4 thoughts on “Post-Halloween Dénouement

  1. Here’s one thought from a completely Catholic perspective. Take it or leave it. Historically speaking All Hallow’s Eve was the celebration of those things that are evil. We have a day for the Saints, All Saints Day (nov 1) and one for those souls who are unknown/in purgatory, All Soul’s Day (nov 2). So Halloween was to remind us of the possibility of hell. While the various traditions (dressing up, trick or treating) came from various things, I think we can now say that the point is to remind us of hell, to remind us to pray for each other that we can avoid it and to pray for ourselves to continue to be open to grace.

    LL posted this on the z: http://www.beliefnet.com/Faiths/Christianity/Catholic/2000/10/Surprise-Halloweens-Not-A-Pagan-Festivalafter-All.aspx

    So maybe we SHOULD be dressing up as devils and going around praising the Lord that we know him.

    personally though, until my kids are older, they will be doing alternating years of saints (once they understand them, so like 4 or so) and tame stuff.

    It’s not the scary stuff that bugs me as much as the slutty stuff.

  2. but should the scary stuff bug us? i mean, from a biblical perspective the concept of “witches” are an abomination. if we were being consistent with scripture, we should have nothing to do with that at all, and should be appaled- and yet we are are not. it’s an evil that we couldn’t care less about- and i think that we should and that it’s extremely problematic that we are not. as far as the origin- i am aware of that- its one of those arguments that i’ve never found convincing, though i’m quite glad you brought it up.

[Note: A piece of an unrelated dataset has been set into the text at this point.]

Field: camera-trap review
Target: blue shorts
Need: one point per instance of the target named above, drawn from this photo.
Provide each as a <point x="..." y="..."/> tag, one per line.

  3. The two things that get me about Halloween are

    1- that it’s a holiday celebrated by decorating yards and houses with skeletons, grave stones, zombies, ghosts, etc. It’s a glorification of death and darkness, whether you have your children dressing up as something “nice” or say you are only in it for a night of fun and free candy. As Christians we are called to be life and light, and participating in a holiday centered around death seems really absurd to me. No matter what alternative spin we give it or what purpose we want to celebrate it with, the fact still exists that if you were to decorate your lawn with angels, princesses, and farm animals, you wouldn’t be fitting in with the holiday at all, because that’s not the purpose or what it’s about. And if you tried to put dead bodies and roaming Draculas on your yard in April, how many neighbours would call the cops or at least complain that it’s scary or disturbing for their children? Probably a lot. But at Halloween all our senses are thrown out the door.

    2- We teach our children year-round that taking candy from strangers is dangerous, yet on Halloween we say, “go wild and get everything you can on the block!” It sends a mixed message to me.

    3- The CDC released a statistic that by the year 2050, one third of USA adults will have diabetes, following current trends and the progression of the disease. One third! And we continue to feed into the sugar binge every year and teach children it’s fun and games to load up on candy. Why, when it’s only going to damage their health later on? If the statistic were about alcoholics, we wouldn’t see it fit to hand out free alcohol.